Proper way to force a Master Election after Split Brain occurs


(Markus Gibson) #1

I would like to know the proper way to correctly handle a split brain situation, I am constantly seeing only "failed to send join request to master" messages in an attempt to connect to a node that is no longer there. The cluster is dead in the water, and does not respond to any requests.


(Mark Walkom) #2

Do you not have minimum masters set?
Have you restarted the existing/old master?
What does _cat/master show for each node in the cluster?


(Niraj Kumar) #3

How many nodes cluster you have and how do you determine it as split brain? Does all the nodes work independently and doesn't join cluster. What is the way of your node cluster join mechanism. (Zen or cloud plugins like cloud-aws)

--
Niraj


(Markus Gibson) #4

Hi, i have the following setting:

discovery.zen.minimum_master_nodes: 1

The old master in this case is completely gone.


(Markus Gibson) #5
  1. I'm thinking that this is split brain, since none of the masters will actually hold an election as they are still looking for the old master.

  2. We have 30 nodes total 3 - master, 2 - client, 25 - data nodes.

  3. No nodes work independently

    discovery.zen.ping.multicast.enabled: false
    discovery.zen.ping.unicast.hosts: [ List of hosts here ]

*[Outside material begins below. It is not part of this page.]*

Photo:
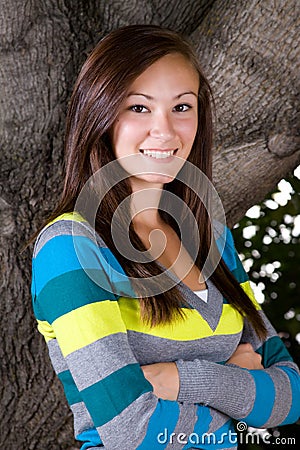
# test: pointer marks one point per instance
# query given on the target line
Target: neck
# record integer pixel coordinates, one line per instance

We also have the following set

cloud.node.auto_attributes: true

However we are not in AWS, but an internal cloud solution similar to VMware.


(Christian Dahlqvist) #6

If you have 3 master eligible nodes, you should have discovery.zen.minimum_master_nodes set to 2, not 1, as described in the Definitive Guide.


(Markus Gibson) #7

Yes, I just found that thank you. We use Chef to write out the config, now to figure out why chef suddenly started writing a 1 rather than a 2


(Markus Gibson) #8

I've changed it to 2 however, it's still looking for an old master node. Is there a cache somewhere I need to clear?


(Niraj Kumar) #9

I believe there is no cache mechanism. You can do a quick reboot i believe taking a good amount of downtime.


(system) #10